Yes. I have been waiting for this moment. How many times have I found myself sitting in this very same place holding a pen and writing about ways of being, feelings, emotions and so forth? Countless times. This time I have a hard endeavour, the hardest task: describing beauty and happiness. I’m not that good at it. I almost always dwell on the other side of the fence, where writing becomes a comforting friend to handle woe. I will perform my task with a letter, with a language that is not my own. I shall write it to make it resound as a ringing bell, to be heard from a great distance, to be read from abroad. I shall write it by hand for it shall trace the pulse of my veins, the tension of my nerves, and the movements of my bones. May it trace them like a pencil that sketches portraits. That it may bring them to you at this very moment is my present. That is your present. My present, right now, is the long-awaited moment. This moment. This letter contains it, like two hands holding water. And it shall resonate in the universe for it is my word to you.
My trip has been a long-lasting agony and I am still between two worlds, two countries, in between the darkness and the light, the snow and the rain. An unpleasant headache was the first sign of a bad day coming. For a moment or two I seriously doubted getting out and catching that flight. I was hesitating. I stole some porridge from my housemate to fill my empty stomach. Outside it was still dark. Somehow I was running late. I had to rush. The bus was busy and hot. I fell asleep sitting next to an unknown sleepy girl. At the airport my flight was late.

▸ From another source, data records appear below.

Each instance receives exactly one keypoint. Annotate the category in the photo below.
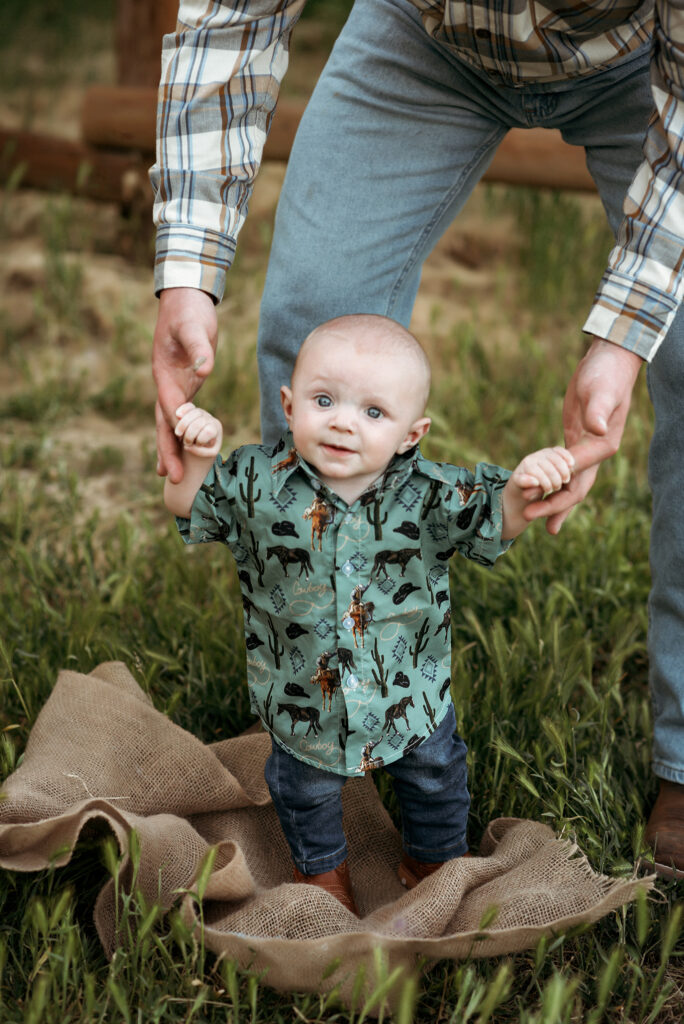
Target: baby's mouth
(338, 449)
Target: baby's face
(351, 409)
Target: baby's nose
(343, 418)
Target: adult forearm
(220, 78)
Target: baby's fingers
(207, 433)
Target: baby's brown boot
(336, 882)
(411, 871)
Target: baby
(342, 536)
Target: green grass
(550, 668)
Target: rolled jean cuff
(321, 864)
(433, 856)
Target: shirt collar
(286, 461)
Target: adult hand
(183, 346)
(595, 410)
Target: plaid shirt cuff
(190, 257)
(629, 313)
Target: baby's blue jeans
(397, 133)
(430, 783)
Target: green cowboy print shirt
(347, 611)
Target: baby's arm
(201, 434)
(539, 474)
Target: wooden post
(124, 118)
(139, 30)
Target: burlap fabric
(98, 749)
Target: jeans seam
(454, 189)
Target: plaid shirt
(220, 77)
(347, 609)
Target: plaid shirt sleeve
(220, 77)
(642, 286)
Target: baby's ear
(286, 401)
(418, 430)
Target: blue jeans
(395, 136)
(430, 784)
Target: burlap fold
(99, 749)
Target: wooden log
(139, 27)
(57, 164)
(125, 118)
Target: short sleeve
(213, 512)
(475, 513)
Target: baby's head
(356, 398)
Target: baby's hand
(200, 432)
(544, 472)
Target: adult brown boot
(665, 832)
(337, 883)
(411, 871)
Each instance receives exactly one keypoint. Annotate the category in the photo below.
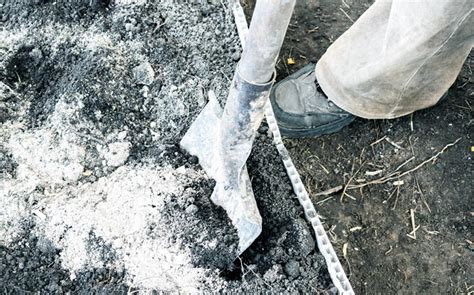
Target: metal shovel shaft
(223, 140)
(243, 114)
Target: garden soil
(97, 196)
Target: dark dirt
(51, 67)
(381, 258)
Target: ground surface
(373, 222)
(97, 196)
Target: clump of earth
(97, 195)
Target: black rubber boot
(302, 109)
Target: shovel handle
(267, 31)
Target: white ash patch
(120, 209)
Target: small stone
(122, 135)
(191, 209)
(117, 153)
(181, 170)
(292, 268)
(271, 275)
(194, 160)
(128, 27)
(144, 74)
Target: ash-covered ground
(96, 194)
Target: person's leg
(398, 57)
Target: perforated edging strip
(335, 269)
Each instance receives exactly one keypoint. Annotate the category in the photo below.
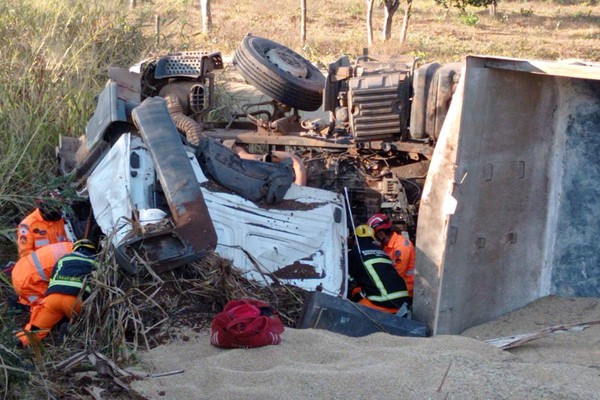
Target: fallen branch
(509, 342)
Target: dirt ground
(322, 365)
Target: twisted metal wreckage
(479, 153)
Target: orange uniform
(402, 253)
(35, 232)
(55, 307)
(31, 274)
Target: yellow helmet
(364, 231)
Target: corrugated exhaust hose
(185, 124)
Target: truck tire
(280, 73)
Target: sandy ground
(317, 364)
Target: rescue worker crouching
(45, 225)
(376, 283)
(398, 247)
(67, 289)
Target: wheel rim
(288, 62)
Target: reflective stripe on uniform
(78, 285)
(377, 281)
(38, 266)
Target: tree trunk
(391, 6)
(206, 16)
(404, 29)
(303, 22)
(370, 22)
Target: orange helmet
(379, 222)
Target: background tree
(206, 16)
(391, 6)
(404, 28)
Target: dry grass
(54, 58)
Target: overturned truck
(476, 161)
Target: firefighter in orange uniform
(400, 249)
(43, 226)
(376, 284)
(66, 291)
(31, 274)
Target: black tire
(304, 92)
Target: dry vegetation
(54, 58)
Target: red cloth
(402, 253)
(246, 323)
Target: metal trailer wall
(510, 207)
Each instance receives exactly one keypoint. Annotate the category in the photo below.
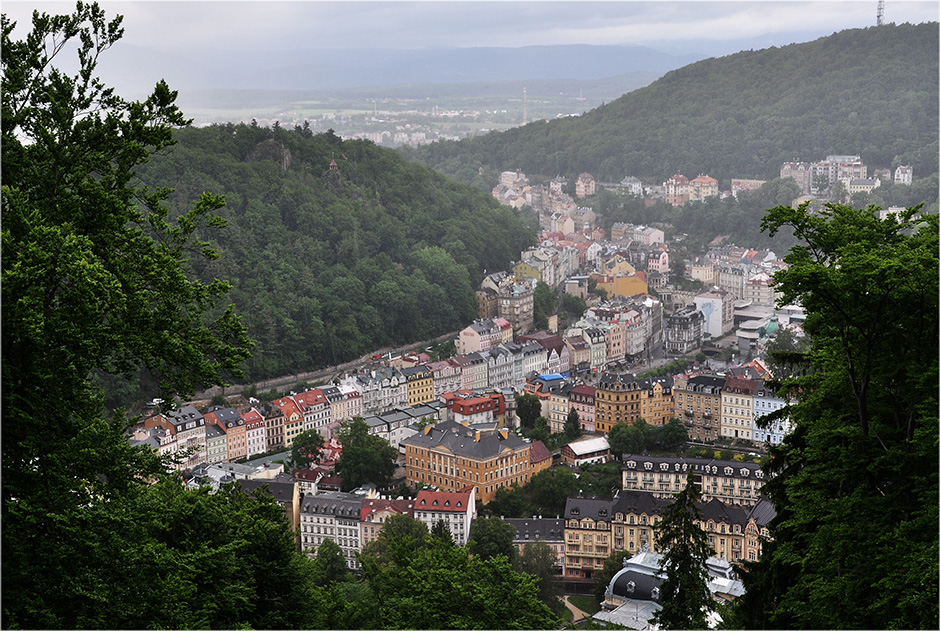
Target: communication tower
(525, 114)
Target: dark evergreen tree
(572, 425)
(305, 449)
(490, 537)
(855, 485)
(528, 409)
(365, 458)
(684, 593)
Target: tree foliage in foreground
(95, 279)
(684, 593)
(365, 458)
(423, 582)
(855, 542)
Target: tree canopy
(365, 458)
(740, 115)
(328, 263)
(684, 593)
(855, 542)
(96, 280)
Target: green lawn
(587, 604)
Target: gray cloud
(409, 25)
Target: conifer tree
(684, 593)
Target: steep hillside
(329, 262)
(871, 92)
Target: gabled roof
(446, 501)
(538, 452)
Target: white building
(331, 516)
(456, 509)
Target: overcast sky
(406, 25)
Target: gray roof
(336, 503)
(762, 512)
(675, 465)
(538, 529)
(581, 507)
(185, 414)
(280, 491)
(214, 431)
(463, 441)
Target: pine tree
(684, 594)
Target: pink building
(581, 398)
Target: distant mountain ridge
(340, 69)
(871, 92)
(335, 248)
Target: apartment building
(698, 405)
(452, 457)
(732, 482)
(335, 516)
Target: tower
(525, 114)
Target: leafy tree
(630, 438)
(444, 587)
(601, 479)
(867, 403)
(684, 593)
(306, 448)
(94, 280)
(440, 533)
(509, 502)
(549, 490)
(330, 564)
(674, 435)
(538, 560)
(572, 425)
(540, 431)
(366, 457)
(544, 302)
(491, 536)
(528, 408)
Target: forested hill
(871, 92)
(328, 263)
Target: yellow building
(617, 399)
(596, 528)
(525, 270)
(656, 401)
(420, 382)
(452, 456)
(622, 285)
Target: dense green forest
(329, 263)
(871, 92)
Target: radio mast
(525, 115)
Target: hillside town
(454, 425)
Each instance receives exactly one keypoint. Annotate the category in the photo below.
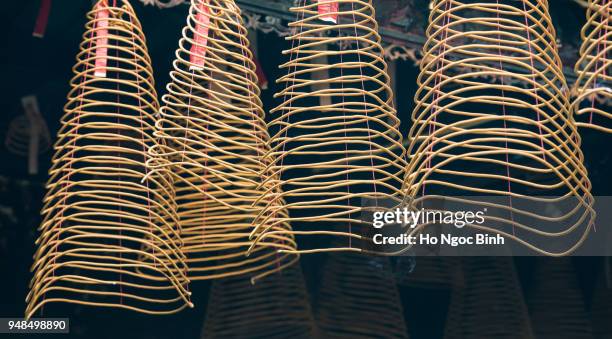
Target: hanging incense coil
(275, 307)
(358, 298)
(508, 147)
(18, 136)
(102, 208)
(335, 139)
(212, 122)
(593, 88)
(491, 305)
(555, 302)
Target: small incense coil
(275, 307)
(212, 122)
(555, 301)
(335, 139)
(601, 304)
(491, 305)
(593, 88)
(509, 146)
(18, 136)
(358, 298)
(102, 209)
(430, 273)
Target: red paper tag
(42, 19)
(329, 10)
(101, 25)
(198, 49)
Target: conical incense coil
(102, 209)
(593, 88)
(212, 122)
(275, 307)
(358, 298)
(555, 301)
(335, 139)
(491, 305)
(511, 145)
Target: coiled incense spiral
(491, 304)
(102, 208)
(276, 307)
(511, 148)
(593, 88)
(334, 139)
(215, 142)
(358, 298)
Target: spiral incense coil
(102, 208)
(275, 307)
(328, 155)
(491, 305)
(358, 298)
(593, 88)
(431, 273)
(18, 136)
(555, 301)
(212, 122)
(510, 147)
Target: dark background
(43, 67)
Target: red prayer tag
(198, 49)
(101, 25)
(329, 10)
(42, 19)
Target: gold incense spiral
(593, 88)
(510, 146)
(277, 307)
(553, 316)
(213, 123)
(491, 304)
(358, 298)
(334, 138)
(102, 208)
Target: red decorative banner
(329, 10)
(101, 29)
(43, 18)
(198, 48)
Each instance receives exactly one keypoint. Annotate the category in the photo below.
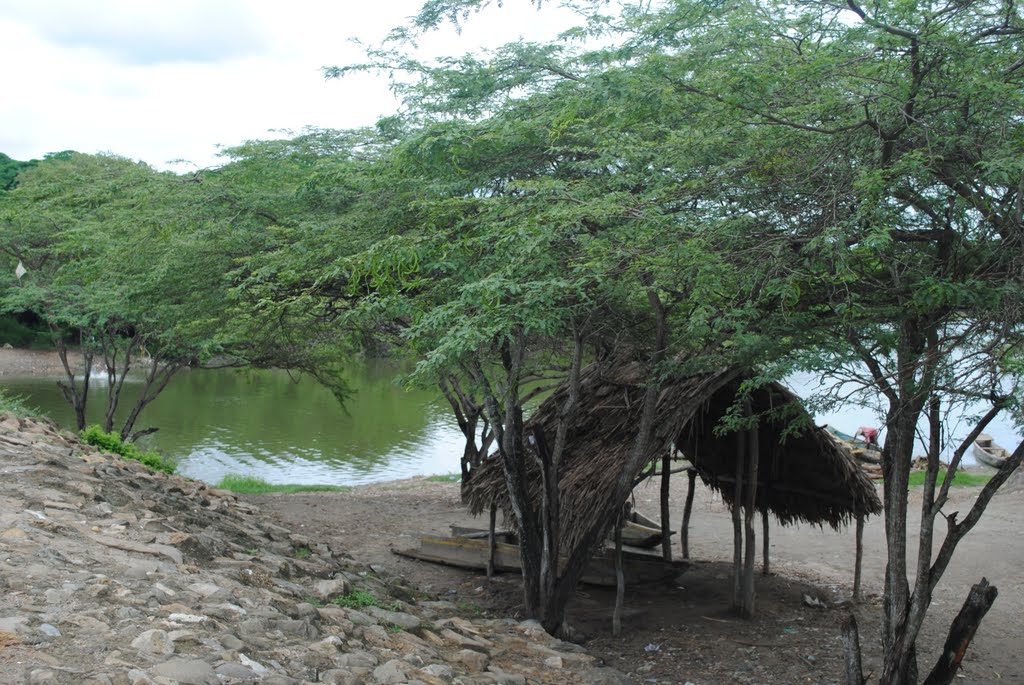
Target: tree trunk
(691, 474)
(858, 594)
(754, 451)
(737, 528)
(666, 526)
(978, 602)
(492, 544)
(851, 651)
(765, 570)
(616, 615)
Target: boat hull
(638, 568)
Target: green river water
(262, 423)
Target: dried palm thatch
(802, 476)
(810, 478)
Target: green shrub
(358, 599)
(113, 443)
(14, 403)
(253, 485)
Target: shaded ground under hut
(803, 474)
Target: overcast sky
(161, 80)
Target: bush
(14, 403)
(113, 443)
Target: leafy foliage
(112, 442)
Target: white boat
(986, 452)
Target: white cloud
(159, 81)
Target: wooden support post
(616, 616)
(666, 528)
(737, 526)
(691, 473)
(858, 593)
(752, 541)
(851, 651)
(764, 542)
(492, 544)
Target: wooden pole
(616, 616)
(858, 593)
(851, 651)
(492, 544)
(764, 542)
(737, 526)
(691, 473)
(752, 542)
(666, 527)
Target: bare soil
(684, 632)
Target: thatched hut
(805, 475)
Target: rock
(391, 673)
(327, 591)
(154, 642)
(257, 668)
(15, 625)
(186, 672)
(49, 631)
(438, 671)
(473, 660)
(187, 618)
(340, 677)
(237, 671)
(401, 619)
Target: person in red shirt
(870, 435)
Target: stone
(257, 668)
(237, 671)
(328, 590)
(15, 625)
(228, 641)
(355, 659)
(49, 631)
(438, 671)
(400, 618)
(154, 642)
(186, 672)
(390, 673)
(187, 618)
(340, 677)
(473, 660)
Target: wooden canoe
(986, 452)
(472, 553)
(635, 533)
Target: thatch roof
(810, 478)
(805, 476)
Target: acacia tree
(879, 147)
(103, 240)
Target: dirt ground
(684, 633)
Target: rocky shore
(113, 574)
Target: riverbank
(113, 574)
(673, 634)
(22, 362)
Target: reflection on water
(264, 424)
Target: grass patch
(962, 479)
(112, 442)
(252, 485)
(359, 599)
(445, 478)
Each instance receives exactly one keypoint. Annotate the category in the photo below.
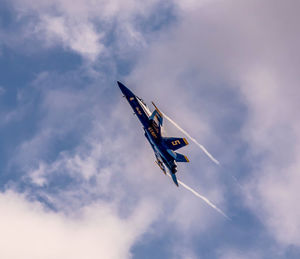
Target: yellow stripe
(185, 141)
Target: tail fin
(181, 158)
(157, 116)
(175, 143)
(174, 178)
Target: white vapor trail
(192, 139)
(201, 197)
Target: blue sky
(78, 179)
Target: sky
(78, 178)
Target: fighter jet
(163, 147)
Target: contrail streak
(201, 197)
(192, 139)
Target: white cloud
(82, 26)
(244, 47)
(30, 231)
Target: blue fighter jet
(163, 147)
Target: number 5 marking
(175, 142)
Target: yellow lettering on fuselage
(138, 110)
(152, 132)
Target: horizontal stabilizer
(181, 158)
(174, 178)
(175, 143)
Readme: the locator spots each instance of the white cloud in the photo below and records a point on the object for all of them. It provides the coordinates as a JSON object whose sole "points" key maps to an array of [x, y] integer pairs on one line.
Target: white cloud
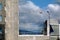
{"points": [[32, 17]]}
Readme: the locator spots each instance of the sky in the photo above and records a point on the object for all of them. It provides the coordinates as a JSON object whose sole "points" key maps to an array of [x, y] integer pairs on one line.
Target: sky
{"points": [[43, 3], [32, 14]]}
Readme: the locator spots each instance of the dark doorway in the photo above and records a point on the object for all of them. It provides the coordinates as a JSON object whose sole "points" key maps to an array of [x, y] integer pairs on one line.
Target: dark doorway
{"points": [[2, 32]]}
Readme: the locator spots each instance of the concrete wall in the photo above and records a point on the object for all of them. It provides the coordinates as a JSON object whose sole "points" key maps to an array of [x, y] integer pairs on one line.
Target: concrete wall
{"points": [[33, 37], [11, 28]]}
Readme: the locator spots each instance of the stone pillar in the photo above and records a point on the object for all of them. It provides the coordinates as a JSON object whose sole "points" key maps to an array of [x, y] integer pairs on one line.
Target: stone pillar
{"points": [[11, 28]]}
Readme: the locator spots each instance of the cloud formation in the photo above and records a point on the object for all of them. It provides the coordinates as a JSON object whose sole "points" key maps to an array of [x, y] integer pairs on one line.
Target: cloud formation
{"points": [[32, 17]]}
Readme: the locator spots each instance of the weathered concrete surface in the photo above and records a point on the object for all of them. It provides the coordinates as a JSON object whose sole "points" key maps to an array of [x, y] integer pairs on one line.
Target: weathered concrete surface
{"points": [[11, 29], [33, 37]]}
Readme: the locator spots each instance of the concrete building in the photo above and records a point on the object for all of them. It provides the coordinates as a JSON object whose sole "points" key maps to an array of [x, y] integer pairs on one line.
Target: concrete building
{"points": [[10, 20]]}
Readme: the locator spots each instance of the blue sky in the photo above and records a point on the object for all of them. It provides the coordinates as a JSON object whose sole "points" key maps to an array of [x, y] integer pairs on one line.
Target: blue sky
{"points": [[30, 17], [43, 3]]}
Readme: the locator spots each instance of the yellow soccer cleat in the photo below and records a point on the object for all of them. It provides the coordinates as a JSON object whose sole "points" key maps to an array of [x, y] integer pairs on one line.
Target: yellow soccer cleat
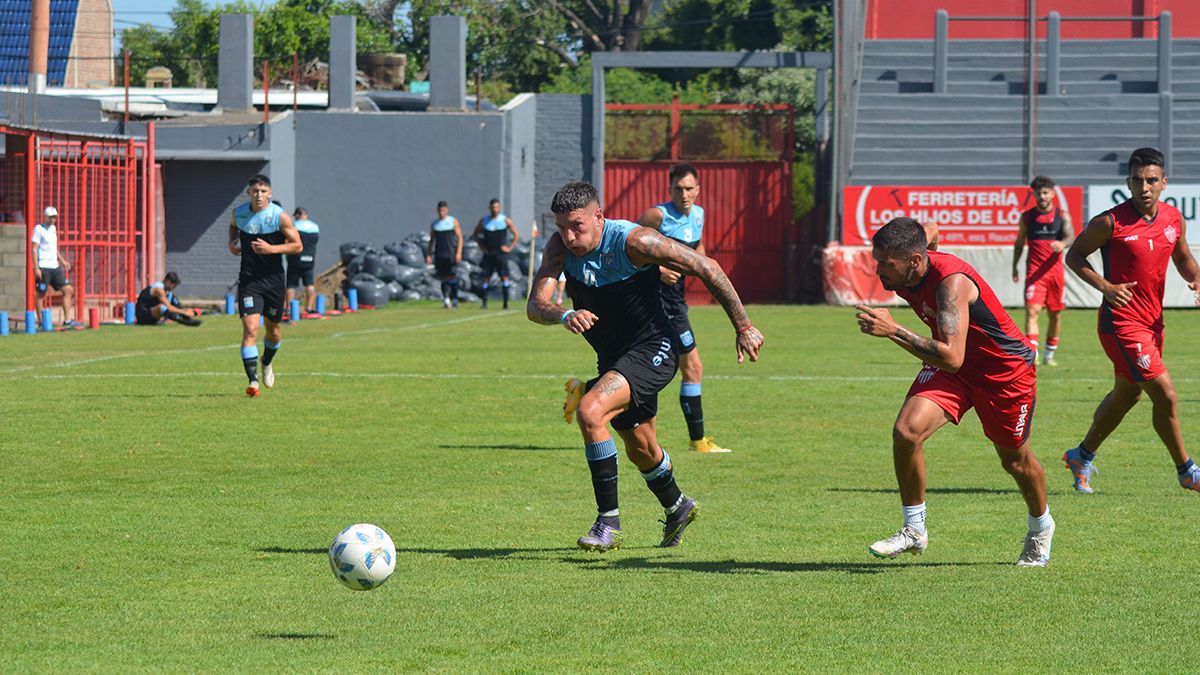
{"points": [[706, 444], [574, 395]]}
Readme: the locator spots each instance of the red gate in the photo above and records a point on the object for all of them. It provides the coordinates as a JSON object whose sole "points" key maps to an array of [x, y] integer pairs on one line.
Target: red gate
{"points": [[744, 157], [102, 189]]}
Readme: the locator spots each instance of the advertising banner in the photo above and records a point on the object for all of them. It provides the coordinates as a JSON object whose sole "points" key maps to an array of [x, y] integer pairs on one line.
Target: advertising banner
{"points": [[965, 216]]}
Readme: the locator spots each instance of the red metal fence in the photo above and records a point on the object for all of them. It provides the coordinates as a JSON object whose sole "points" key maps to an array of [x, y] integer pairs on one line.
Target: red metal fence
{"points": [[105, 190], [744, 157]]}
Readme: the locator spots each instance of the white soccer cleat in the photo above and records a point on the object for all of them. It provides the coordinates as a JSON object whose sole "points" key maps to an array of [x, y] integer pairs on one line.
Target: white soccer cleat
{"points": [[1037, 548], [907, 539]]}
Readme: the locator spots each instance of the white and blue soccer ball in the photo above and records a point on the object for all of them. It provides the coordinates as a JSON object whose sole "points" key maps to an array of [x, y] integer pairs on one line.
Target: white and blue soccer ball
{"points": [[363, 556]]}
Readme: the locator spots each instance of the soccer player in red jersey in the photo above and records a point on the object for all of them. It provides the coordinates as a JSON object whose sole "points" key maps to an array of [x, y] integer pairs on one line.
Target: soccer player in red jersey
{"points": [[976, 358], [1048, 231], [1137, 239]]}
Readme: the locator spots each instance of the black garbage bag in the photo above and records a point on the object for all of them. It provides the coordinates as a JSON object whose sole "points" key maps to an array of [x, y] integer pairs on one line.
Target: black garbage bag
{"points": [[352, 250]]}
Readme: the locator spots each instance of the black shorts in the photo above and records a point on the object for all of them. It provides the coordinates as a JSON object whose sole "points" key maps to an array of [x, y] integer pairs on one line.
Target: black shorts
{"points": [[300, 274], [55, 278], [648, 368], [676, 309], [495, 263], [262, 296], [443, 267]]}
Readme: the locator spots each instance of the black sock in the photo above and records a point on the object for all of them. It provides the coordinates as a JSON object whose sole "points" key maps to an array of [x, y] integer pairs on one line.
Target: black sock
{"points": [[269, 352], [693, 410], [660, 481], [250, 362]]}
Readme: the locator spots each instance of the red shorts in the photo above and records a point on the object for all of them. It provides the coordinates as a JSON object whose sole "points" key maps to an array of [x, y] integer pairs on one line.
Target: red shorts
{"points": [[1135, 352], [1005, 411], [1047, 292]]}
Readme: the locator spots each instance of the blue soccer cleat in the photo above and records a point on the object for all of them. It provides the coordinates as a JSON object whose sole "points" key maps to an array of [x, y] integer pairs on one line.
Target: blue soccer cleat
{"points": [[1080, 469]]}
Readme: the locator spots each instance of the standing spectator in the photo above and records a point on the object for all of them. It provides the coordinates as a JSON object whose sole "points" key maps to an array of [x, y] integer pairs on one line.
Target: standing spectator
{"points": [[300, 268], [445, 251], [493, 234], [51, 268]]}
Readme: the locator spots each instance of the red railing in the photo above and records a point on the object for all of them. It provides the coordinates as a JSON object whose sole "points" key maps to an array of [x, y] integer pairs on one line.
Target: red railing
{"points": [[103, 189]]}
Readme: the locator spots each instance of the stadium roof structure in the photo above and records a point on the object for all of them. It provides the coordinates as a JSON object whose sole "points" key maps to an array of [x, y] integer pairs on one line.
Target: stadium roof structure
{"points": [[15, 40]]}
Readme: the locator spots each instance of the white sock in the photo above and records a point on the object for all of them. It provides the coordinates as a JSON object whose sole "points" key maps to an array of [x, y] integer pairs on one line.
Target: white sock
{"points": [[915, 517], [1041, 523]]}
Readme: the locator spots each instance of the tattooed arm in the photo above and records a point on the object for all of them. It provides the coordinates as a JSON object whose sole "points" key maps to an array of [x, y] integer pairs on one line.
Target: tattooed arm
{"points": [[954, 297], [647, 246], [541, 308]]}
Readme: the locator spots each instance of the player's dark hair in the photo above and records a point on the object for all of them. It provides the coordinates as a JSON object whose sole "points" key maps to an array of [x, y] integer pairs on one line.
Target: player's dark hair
{"points": [[1042, 181], [1146, 157], [574, 196], [900, 237], [678, 171]]}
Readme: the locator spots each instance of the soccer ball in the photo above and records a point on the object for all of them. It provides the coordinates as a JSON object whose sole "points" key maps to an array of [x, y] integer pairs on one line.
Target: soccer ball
{"points": [[363, 556]]}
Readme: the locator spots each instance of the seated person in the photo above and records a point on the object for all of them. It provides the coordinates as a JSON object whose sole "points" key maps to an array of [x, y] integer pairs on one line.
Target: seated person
{"points": [[157, 303]]}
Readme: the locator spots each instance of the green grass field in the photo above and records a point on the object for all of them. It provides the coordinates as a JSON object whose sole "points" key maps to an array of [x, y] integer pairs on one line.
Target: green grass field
{"points": [[156, 519]]}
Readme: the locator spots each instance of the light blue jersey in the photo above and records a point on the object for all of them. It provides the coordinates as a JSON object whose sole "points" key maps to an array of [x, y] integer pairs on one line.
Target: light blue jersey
{"points": [[683, 228], [265, 221], [609, 263]]}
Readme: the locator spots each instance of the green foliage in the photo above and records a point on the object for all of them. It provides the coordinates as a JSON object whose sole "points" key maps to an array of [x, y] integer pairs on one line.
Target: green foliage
{"points": [[156, 520], [282, 29]]}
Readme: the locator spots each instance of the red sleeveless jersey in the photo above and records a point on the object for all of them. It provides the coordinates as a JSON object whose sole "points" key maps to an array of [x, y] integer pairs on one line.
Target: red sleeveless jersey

Dammit! Smoking is by far the best way to kill time if you’re alone waiting for a flight. With the roaring sound of the airplane’s engines, I slept again and sounds, images, and flashbacks all blurred in my mind like a surrealistic painting. My tiredness slightly decreased. The first sound I heard while walking in the Tallinn airport was silence. The restless flow of suited men and dressed-up women in loud and busy Italian airports was here transformed in a harmonious and silent waltz of tall-slim-blondish figures. I suddenly lose my mother tongue. Estrangement makes you feel the differences. I smile at my iPod. Signs of joy. Back in Tartu I found some rain, a warm soup, a bed and people I love. Seen from here, my own country is a weird world to which I don’t belong anymore. I see my roots there. The past. Everything has changed while remaining the same. My life is somewhere else. The places I have lived. The people I have met. There, is my life. In between two lives and two worlds I feel like portraying beauty to the blind.